# The positive power of negative thinking



## Guest (Oct 1, 2012)

So I was wandering round the web today and came across this article. It was published in August so some people may have read it. I think it discusses some interesting things.

http://www.nytimes.com/2012/08/05/opinion/sunday/the-positive-power-of-negative-thinking.html?_r=1

Basically it explains how someone can visualise where they want to be (a positive strategy used for setting goals and dreams) but actually not get to where they want to go because they lose their get-up-and-go after visualising it - as if they have already achieved it. It also mentions how positive affirmations about yourself can actually make someone with low self esteem feel worse because their inner critic tells them it's a load of bull straight back.

So it discusses ways in facing and working with the negatives instead of using positives to block the negatives all the time, helping eliminated the stressful battle of the mind.
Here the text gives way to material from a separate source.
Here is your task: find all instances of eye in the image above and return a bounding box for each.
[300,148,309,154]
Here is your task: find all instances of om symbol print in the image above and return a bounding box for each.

I thought it was interesting and that I'd share it


----------



## TheGame (Feb 1, 2011)

what i would instead advocate for people with DP is to try to forget about their problems and make them go do and think about what makes them feel energized and happy. always battling with your mind will eventually lead to very deep depression and failing to realize what actually is important in life. And what is? well living is important NOT your problems.


----------



## kate_edwin (Aug 9, 2009)

And if you don't have things that make you happy or energized because you just do not feel those things anymore?


----------



## Guest (Oct 1, 2012)

I liked that article.
Optimism is fine, but not blind optimism.
You also have to work constructively with the problem.


----------



## kate_edwin (Aug 9, 2009)

Yeah, you can't just magically "forget everything" and "move on", most people need to process things first, otherwise it just gets bottled up


----------



## Guest (Oct 3, 2012)

The article reminded me of a book I am reading called Nurtureshock by Po Bronson. It's about raising kids but it totally flips the conventional ways of praising etc on its head. I was told I was smart a lot when I was a kid instead of being praised for effort and I think that is why I avoid failure (and therefore avoid trying). A little off topic but it encompasses the same idea that lots of happy-happy-positive-positive isn't always a good thing and can be destructive as opposed to constructive.


----------